We had investigated the susceptibility to arrhythmia due to loss of IKr functionality in silico by an ectopic stimulus emanating from the right ventricle, utilizing a rabbit ventricular mesh and 1D branching network of the His-Purkinje system [21]. The timing of the ectopic stimulus to initiate sustained reentry as well as the window of susceptibility (Fig 8B, red region) to reentry increased with increasing IKr conductance block. The prolonged timing for reentry initiation can be attributed to the loss of IKr current, which prolongs the AP duration and dispersion in both VMs and PCs. Once the earliest time for the initiation of the stimulus is established, subsequent timings for the ectopic stimulation to initiate reentry follows, which reduce the blue region where an ectopic stimulus leads to premature excitation of the myocytes in its vicinity followed by excitation, or no excitation of the terminal PCs coupled to the myocytes.
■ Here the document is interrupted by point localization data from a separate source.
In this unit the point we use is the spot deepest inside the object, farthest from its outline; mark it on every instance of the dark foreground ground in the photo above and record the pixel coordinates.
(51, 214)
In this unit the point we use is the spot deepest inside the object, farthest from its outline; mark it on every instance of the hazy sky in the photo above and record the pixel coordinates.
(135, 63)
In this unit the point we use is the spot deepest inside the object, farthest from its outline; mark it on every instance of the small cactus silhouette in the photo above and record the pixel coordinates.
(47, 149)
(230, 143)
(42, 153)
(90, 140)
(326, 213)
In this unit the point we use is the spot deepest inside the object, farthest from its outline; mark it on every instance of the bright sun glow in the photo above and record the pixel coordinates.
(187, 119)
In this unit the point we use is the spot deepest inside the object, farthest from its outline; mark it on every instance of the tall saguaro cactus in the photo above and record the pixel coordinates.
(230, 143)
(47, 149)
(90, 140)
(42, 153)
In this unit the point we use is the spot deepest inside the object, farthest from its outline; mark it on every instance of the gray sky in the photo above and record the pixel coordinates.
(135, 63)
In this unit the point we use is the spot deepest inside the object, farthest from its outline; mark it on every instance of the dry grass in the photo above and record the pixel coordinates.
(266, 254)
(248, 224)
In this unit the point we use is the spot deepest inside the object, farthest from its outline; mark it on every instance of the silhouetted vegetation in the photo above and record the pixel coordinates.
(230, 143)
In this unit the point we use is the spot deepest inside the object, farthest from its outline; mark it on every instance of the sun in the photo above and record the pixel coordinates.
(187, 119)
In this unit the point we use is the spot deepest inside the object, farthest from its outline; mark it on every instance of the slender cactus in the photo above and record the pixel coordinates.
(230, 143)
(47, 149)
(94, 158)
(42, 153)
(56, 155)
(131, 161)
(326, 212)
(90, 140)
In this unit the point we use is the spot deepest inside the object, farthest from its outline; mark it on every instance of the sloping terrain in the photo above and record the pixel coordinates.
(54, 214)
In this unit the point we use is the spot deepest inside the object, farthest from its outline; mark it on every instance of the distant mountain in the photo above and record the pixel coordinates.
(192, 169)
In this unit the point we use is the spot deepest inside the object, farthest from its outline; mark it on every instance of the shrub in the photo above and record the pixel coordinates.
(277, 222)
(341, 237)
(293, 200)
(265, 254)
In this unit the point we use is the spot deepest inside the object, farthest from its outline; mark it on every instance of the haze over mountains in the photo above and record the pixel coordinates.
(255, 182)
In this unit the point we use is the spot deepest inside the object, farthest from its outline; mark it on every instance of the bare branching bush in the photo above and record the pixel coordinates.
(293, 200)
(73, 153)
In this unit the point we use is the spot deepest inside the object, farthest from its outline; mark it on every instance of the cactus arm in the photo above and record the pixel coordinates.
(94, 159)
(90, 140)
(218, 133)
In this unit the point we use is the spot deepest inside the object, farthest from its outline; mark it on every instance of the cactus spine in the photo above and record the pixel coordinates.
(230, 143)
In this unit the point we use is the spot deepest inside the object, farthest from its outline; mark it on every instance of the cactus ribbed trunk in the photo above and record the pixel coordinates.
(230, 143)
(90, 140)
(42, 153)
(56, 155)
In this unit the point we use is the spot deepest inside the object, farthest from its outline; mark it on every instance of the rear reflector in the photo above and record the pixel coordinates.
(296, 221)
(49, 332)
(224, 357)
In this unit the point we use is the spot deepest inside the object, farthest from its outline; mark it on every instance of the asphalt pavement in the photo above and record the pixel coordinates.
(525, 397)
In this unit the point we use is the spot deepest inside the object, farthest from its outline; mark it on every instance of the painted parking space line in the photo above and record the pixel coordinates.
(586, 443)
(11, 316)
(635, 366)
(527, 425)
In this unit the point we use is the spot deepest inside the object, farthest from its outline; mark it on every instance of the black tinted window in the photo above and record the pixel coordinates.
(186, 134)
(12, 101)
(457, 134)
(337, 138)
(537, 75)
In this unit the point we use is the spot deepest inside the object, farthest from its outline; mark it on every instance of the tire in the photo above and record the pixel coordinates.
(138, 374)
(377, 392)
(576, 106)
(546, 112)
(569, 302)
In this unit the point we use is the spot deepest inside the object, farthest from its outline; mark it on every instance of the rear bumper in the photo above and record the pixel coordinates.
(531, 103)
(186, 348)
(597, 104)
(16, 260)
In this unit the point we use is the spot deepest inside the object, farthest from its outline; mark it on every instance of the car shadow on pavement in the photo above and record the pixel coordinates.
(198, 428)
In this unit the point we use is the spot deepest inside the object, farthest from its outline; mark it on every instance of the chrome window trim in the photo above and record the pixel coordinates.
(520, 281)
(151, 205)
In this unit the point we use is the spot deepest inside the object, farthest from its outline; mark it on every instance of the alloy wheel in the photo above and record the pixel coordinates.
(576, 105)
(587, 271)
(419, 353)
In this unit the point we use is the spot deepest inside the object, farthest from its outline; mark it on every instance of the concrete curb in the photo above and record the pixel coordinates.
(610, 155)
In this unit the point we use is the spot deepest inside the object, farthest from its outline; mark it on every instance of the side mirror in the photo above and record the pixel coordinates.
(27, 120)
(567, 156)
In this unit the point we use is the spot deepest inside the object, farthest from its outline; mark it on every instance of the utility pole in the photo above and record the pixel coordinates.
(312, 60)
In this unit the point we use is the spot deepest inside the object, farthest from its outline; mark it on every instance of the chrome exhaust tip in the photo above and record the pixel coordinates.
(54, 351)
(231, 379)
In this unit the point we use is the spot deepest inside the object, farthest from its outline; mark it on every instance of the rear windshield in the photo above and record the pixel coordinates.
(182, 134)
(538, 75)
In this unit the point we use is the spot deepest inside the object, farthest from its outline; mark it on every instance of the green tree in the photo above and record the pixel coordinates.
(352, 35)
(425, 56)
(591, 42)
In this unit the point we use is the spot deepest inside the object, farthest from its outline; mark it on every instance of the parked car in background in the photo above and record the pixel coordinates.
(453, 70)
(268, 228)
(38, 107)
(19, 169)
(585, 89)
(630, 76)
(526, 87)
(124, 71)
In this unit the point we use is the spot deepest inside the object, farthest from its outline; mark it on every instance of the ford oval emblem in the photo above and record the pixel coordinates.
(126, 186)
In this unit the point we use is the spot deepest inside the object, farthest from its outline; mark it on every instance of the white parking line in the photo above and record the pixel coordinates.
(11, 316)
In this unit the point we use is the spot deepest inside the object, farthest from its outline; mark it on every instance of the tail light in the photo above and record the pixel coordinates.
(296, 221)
hiPSC-CMs though nascent, have played a major role in advancing understanding of the pathophysiology of arrhythmogenesis. Whereas the KCNH2 gene in transfected cells is studied in isolation, the KCNH2 gene in native myocytes is influenced by other signaling pathways which can modulate its function. This indicates that expression systems may not necessarily reflect what is occurring in cardiac myocytes. The study herein did not categorize hiPSC-CMs as Ma et al. [36] did at different levels of repolarization. hiPSC-CMs categorization into ventricular, atria, or nodal-like cells was not performed in our study as the emphasis of our work was to characterize the electrophysiological effects of the two mutations in cardiomyocytes, irrespective of the cell type. As we did not include retinoic acid in the differentiation process, we presume that most cells are of the ventricular phenotype. In conclusion, the findings of this study suggest that mutations in KCNH2 can lead to alterations in KCNH2 function and the development of LQTS. Thus, screening for mutations in KCNH2 can help in the effective diagnosis and management of LQTS.

Supporting information

S1 File. This file contains supplementary figures.
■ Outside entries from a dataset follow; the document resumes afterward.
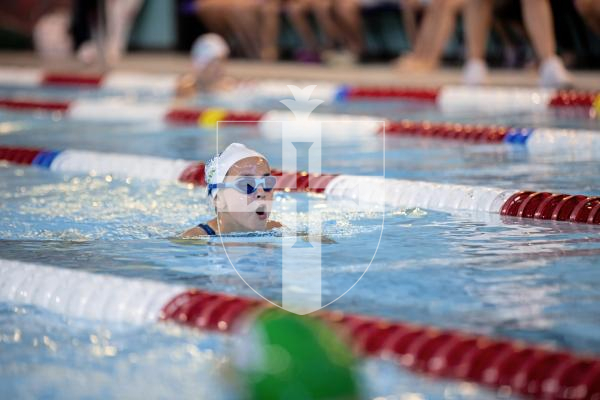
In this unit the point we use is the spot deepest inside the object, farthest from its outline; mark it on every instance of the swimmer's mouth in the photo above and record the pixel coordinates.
(261, 212)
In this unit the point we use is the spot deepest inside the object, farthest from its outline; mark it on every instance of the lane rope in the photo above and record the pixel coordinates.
(508, 366)
(394, 193)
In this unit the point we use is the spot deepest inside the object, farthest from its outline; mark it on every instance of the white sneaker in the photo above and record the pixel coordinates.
(554, 74)
(475, 72)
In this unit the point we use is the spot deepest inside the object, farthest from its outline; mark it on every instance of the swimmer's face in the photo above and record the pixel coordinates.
(241, 211)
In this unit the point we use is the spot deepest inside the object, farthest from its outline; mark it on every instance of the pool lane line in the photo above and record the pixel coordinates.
(543, 139)
(506, 365)
(448, 98)
(396, 192)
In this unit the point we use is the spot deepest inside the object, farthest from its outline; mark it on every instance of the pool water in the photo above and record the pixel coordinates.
(500, 276)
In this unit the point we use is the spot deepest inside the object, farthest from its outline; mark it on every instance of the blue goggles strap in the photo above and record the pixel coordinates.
(257, 182)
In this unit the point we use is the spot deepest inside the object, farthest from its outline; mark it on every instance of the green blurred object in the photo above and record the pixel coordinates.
(295, 357)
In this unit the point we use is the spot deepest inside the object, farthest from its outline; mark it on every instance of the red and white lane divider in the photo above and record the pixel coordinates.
(335, 125)
(448, 98)
(501, 364)
(360, 189)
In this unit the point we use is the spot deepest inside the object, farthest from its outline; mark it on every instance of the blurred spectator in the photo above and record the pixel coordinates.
(538, 20)
(590, 12)
(207, 73)
(432, 36)
(340, 25)
(98, 31)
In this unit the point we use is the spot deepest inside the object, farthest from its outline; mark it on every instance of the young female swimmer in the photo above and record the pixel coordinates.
(240, 185)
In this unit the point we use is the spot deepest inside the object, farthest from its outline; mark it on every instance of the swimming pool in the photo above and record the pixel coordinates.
(500, 276)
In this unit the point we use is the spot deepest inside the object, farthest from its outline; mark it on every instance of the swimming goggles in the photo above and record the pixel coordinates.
(246, 184)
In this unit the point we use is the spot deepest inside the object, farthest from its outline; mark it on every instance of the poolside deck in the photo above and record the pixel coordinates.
(375, 74)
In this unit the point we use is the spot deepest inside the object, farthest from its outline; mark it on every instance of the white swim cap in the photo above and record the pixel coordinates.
(216, 169)
(207, 48)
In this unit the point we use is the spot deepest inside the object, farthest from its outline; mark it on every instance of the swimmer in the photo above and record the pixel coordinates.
(209, 53)
(240, 186)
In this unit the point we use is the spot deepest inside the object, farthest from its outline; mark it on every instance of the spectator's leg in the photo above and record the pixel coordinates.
(120, 15)
(539, 23)
(478, 16)
(538, 20)
(438, 25)
(323, 12)
(297, 10)
(409, 19)
(348, 14)
(590, 12)
(270, 29)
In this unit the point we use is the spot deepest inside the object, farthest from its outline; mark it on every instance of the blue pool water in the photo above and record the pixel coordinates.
(504, 277)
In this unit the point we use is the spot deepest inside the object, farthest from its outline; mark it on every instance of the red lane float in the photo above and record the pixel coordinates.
(573, 98)
(18, 155)
(193, 116)
(40, 105)
(556, 207)
(59, 79)
(512, 367)
(463, 132)
(386, 93)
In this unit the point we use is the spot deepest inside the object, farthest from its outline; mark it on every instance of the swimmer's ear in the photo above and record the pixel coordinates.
(220, 204)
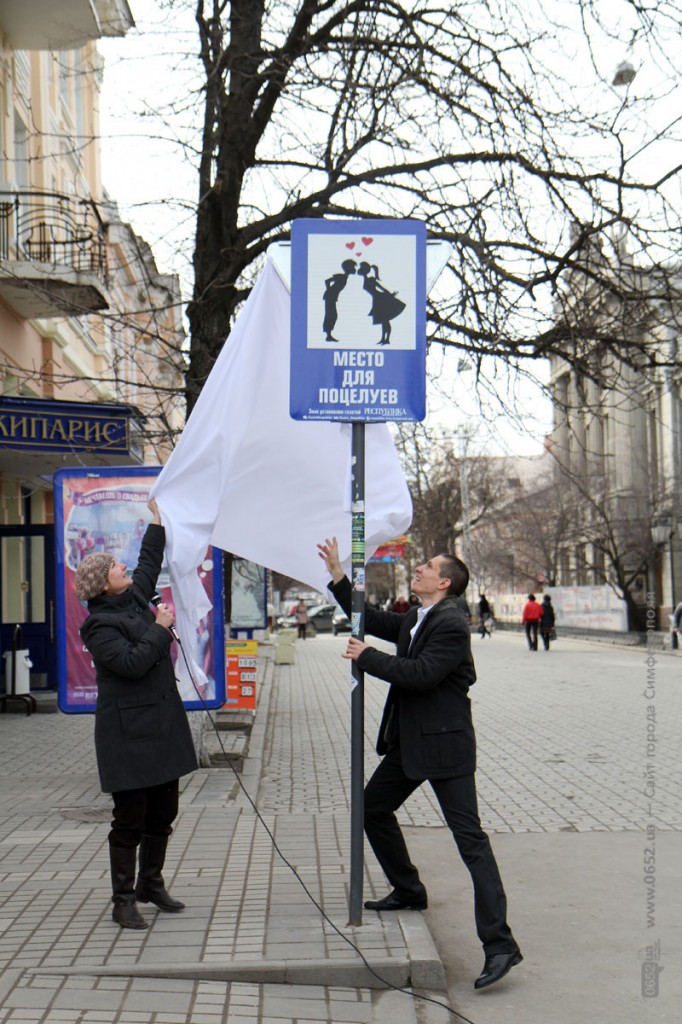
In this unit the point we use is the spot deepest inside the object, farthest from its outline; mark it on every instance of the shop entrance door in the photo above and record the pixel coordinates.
(27, 598)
These are the fully activated IV curve of S428P (S1 Fig), and P632L channels (S2 Fig), Calcium transients in normal hiPSC-CMs and hiPSC-CMs cells transfected with the P632L mutation (S3 Fig), response of rabbit Purkinje model to elevated level of sodium-calcium exchanger current following IKr blockade (S4 Fig), and IKs response following IKr blockade at 1Hz pacing (S5 Fig).